[LU-4520] Text file busy error -- mainline 3.12 client Created: 21/Jan/14  Updated: 22/Sep/19  Resolved: 22/Sep/19

Status: Resolved
Project: Lustre
Component/s: None
Affects Version/s: Lustre 2.4.2
Fix Version/s: None

Type: Bug Priority: Major
Reporter: Roland Fehrenbacher Assignee: WC Triage
Resolution: Fixed Votes: 1
Labels: None
Environment:
  • Client mainline kernel 3.12.5 with patches (mentioned in LU-4400) / lustre-utils 2.4.2
  • Servers lustre 2.4.2/ZFS OSDs and 2.4.2/ldiskfs OSDs
  • ko2iblnd an ksocklnd

Attachments: File LU-4398.tar.bz2     Text File LU-4520.ETXTBSY.lctl-dk.txt     Text File LU-4520.ETXTBSY.strace.txt     Text File LU-4520.ok-vanilla.pcap.txt     Text File LU-4520.pcap.txt     File LU4429+4520.patch    
Issue Links:
Related
is related to LU-4398 mdt_object_open_lock() may not flush ... Resolved
is related to LU-4429 clients leaking open handles/bad lock... Resolved
Severity: 3
Rank (Obsolete): 12363

 Description   

When executing the following simple script, the in-kernel client fails with error "Text file busy", while the out-of-kernel 2.4.2 client compiled against 2.6.32 vanilla works.

-----------
#!/bin/bash

rm -f ./test.sh
touch ./test.sh && chmod a+x ./test.sh
echo "echo foo" > ./test.sh
./test.sh
echo "echo foo" > ./test.sh
------------

The following script works in all cases:

-----------
#!/bin/bash

rm -f ./test.sh
touch ./test.sh && chmod a+x ./test.sh
echo "echo foo" > ./test.sh
bash ./test.sh
echo "echo foo" > ./test.sh
------------



 Comments   
Comment by Roland Fehrenbacher [ 22/Jan/14 ]

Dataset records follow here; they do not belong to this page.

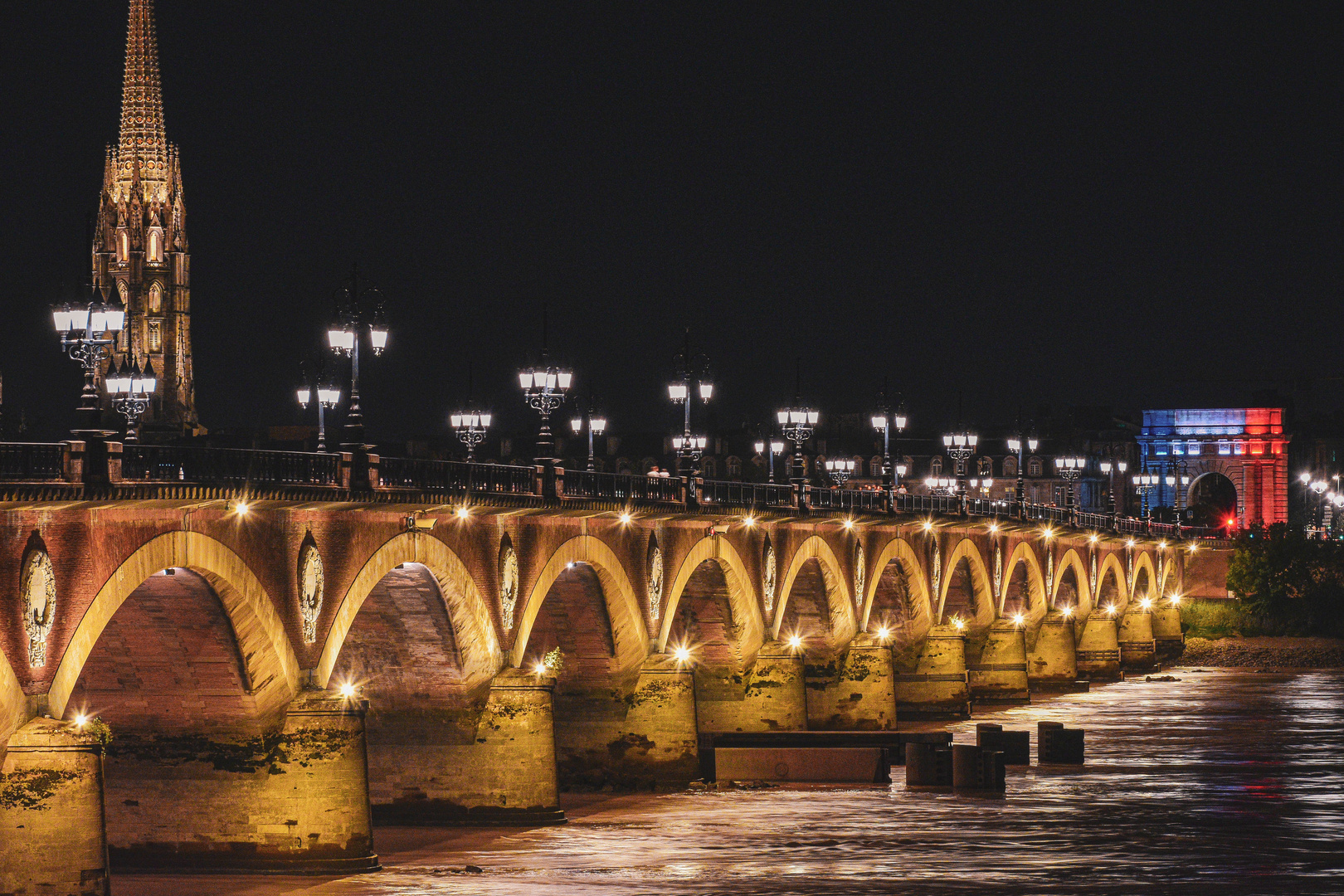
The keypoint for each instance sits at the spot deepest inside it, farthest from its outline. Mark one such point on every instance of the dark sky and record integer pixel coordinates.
(1075, 203)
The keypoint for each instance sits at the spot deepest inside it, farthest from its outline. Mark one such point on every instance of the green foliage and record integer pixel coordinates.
(1289, 581)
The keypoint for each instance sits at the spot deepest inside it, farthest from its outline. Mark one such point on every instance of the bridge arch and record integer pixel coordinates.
(1147, 575)
(917, 579)
(468, 611)
(1112, 566)
(628, 633)
(743, 597)
(265, 648)
(1073, 562)
(843, 625)
(981, 592)
(1036, 602)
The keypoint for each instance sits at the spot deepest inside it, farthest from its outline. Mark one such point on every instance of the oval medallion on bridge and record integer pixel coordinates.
(860, 567)
(655, 582)
(509, 585)
(767, 574)
(38, 587)
(309, 587)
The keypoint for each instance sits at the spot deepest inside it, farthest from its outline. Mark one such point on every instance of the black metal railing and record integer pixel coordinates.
(746, 494)
(32, 461)
(191, 464)
(455, 476)
(621, 486)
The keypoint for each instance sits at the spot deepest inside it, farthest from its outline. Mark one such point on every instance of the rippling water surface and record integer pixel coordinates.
(1220, 783)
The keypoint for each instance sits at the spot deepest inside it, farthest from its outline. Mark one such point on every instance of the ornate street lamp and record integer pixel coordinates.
(960, 446)
(470, 426)
(1016, 444)
(693, 377)
(1144, 485)
(130, 390)
(1107, 466)
(840, 470)
(1070, 468)
(88, 331)
(884, 422)
(327, 398)
(774, 446)
(596, 426)
(360, 310)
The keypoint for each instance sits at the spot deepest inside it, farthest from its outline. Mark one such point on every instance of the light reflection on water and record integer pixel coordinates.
(1220, 783)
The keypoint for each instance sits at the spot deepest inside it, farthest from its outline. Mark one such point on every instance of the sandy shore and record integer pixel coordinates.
(1265, 653)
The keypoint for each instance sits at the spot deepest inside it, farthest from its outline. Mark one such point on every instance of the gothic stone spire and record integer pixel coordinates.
(143, 137)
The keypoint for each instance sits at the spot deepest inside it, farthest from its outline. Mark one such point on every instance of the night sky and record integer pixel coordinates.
(1030, 204)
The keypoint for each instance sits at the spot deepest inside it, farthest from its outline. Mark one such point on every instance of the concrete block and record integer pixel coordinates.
(817, 765)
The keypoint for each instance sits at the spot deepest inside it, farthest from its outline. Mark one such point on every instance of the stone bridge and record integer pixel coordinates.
(280, 666)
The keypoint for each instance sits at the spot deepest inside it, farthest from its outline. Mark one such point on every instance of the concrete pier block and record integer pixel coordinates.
(659, 739)
(855, 691)
(1098, 649)
(1137, 648)
(52, 835)
(767, 696)
(930, 680)
(1001, 674)
(1166, 635)
(928, 766)
(1053, 663)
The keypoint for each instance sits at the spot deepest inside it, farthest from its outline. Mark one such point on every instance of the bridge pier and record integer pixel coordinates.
(1166, 635)
(932, 679)
(1053, 661)
(767, 696)
(293, 801)
(1137, 648)
(1001, 674)
(1098, 650)
(855, 691)
(52, 832)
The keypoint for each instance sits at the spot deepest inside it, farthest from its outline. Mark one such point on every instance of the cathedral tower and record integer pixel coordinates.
(140, 241)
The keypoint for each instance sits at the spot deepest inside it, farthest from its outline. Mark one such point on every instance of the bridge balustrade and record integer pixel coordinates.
(620, 486)
(192, 464)
(746, 494)
(32, 461)
(420, 475)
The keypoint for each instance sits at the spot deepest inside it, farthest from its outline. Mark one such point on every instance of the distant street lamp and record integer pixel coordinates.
(1016, 444)
(1107, 466)
(960, 446)
(596, 426)
(470, 426)
(1070, 468)
(88, 331)
(327, 398)
(884, 422)
(693, 373)
(360, 310)
(840, 470)
(544, 387)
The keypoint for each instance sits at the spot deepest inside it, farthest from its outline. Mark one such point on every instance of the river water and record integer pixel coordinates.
(1224, 782)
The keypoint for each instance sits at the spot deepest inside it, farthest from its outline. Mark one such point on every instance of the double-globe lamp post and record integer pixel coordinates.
(344, 338)
(88, 331)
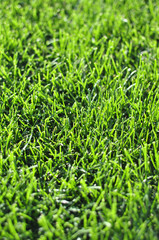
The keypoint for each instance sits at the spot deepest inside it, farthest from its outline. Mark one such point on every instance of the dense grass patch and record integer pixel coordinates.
(79, 119)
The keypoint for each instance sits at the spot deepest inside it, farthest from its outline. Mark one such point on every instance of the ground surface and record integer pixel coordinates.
(79, 119)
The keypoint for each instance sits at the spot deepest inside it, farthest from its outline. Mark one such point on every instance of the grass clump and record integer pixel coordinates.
(79, 119)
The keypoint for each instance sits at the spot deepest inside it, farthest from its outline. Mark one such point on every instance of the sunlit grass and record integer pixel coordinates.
(79, 119)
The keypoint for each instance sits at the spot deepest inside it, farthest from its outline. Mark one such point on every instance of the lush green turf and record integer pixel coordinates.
(79, 119)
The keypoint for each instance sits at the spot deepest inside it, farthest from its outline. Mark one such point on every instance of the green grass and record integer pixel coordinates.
(79, 119)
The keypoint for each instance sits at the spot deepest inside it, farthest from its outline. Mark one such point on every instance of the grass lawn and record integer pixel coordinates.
(79, 119)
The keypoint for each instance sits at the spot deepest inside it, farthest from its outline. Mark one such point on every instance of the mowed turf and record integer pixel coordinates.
(79, 119)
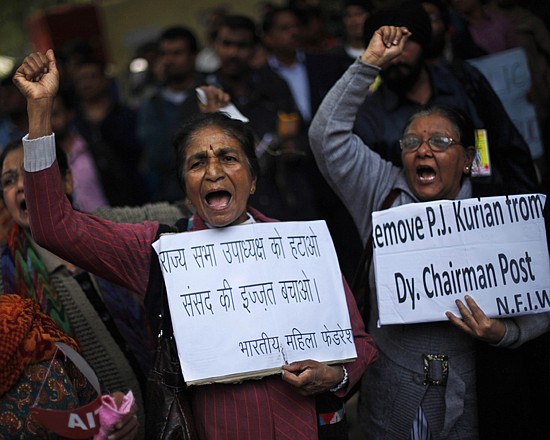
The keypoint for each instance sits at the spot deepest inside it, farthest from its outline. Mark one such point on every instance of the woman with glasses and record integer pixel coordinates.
(437, 151)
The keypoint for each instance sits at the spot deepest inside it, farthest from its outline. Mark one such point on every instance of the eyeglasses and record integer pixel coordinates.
(412, 142)
(9, 178)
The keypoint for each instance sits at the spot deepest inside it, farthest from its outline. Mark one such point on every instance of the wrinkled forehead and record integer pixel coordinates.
(432, 124)
(211, 138)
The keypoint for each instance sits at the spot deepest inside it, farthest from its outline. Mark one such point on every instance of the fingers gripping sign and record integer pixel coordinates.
(474, 322)
(312, 377)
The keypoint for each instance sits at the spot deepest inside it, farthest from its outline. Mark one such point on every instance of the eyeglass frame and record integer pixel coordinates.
(427, 141)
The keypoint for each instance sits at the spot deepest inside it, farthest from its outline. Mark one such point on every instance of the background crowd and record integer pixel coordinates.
(277, 67)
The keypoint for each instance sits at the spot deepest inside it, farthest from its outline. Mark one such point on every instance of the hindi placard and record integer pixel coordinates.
(246, 299)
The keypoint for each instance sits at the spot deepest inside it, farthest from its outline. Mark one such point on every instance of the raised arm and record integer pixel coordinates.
(350, 167)
(118, 252)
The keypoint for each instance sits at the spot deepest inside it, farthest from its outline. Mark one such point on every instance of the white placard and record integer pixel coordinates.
(508, 73)
(427, 255)
(246, 299)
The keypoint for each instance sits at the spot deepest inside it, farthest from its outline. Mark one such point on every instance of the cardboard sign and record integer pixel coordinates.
(494, 249)
(244, 300)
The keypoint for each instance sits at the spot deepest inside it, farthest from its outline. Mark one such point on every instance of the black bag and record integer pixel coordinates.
(168, 413)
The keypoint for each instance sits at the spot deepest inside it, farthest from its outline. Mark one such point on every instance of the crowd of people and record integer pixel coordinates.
(343, 111)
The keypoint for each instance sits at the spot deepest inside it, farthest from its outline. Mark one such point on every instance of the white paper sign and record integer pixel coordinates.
(508, 73)
(246, 299)
(427, 255)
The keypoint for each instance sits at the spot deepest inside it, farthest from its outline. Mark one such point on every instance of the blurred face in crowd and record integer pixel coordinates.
(235, 48)
(218, 178)
(11, 181)
(284, 37)
(90, 81)
(439, 31)
(435, 175)
(176, 61)
(402, 73)
(354, 20)
(465, 6)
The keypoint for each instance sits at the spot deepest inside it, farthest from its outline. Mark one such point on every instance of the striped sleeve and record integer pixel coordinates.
(119, 252)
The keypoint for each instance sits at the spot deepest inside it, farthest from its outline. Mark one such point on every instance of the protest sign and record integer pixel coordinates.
(427, 255)
(246, 299)
(508, 73)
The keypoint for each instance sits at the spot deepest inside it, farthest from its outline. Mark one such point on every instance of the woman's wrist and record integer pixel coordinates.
(343, 383)
(40, 113)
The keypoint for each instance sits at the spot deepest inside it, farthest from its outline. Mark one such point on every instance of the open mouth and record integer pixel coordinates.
(218, 199)
(425, 173)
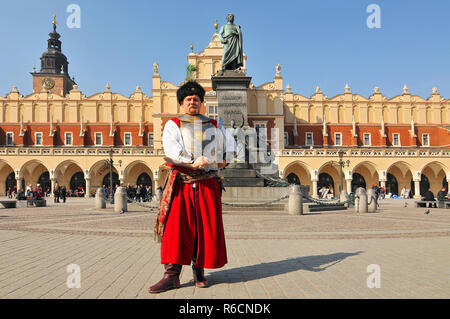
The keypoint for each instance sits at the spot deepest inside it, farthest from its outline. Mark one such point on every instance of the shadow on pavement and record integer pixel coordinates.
(258, 271)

Update: The issue is also present in current 3.14 kernel.org git

Comment by Cédric Dufour [ 23/Jan/14 ]

Hello,

I've been running tcpdump on that issue (see attached files). Shortly put:

  • erroneous (ETXTBSY) case shows two consecutive read of the 'test.sh' file, one "Protected read" followed by a "Concurrent read"
  • while the working case shows only a single "Concurrent read"

Could that be the reason why the MDT gets confused ?

(hope it helps)

Best,

Cédric

Comment by Roland Fehrenbacher [ 23/Jan/14 ]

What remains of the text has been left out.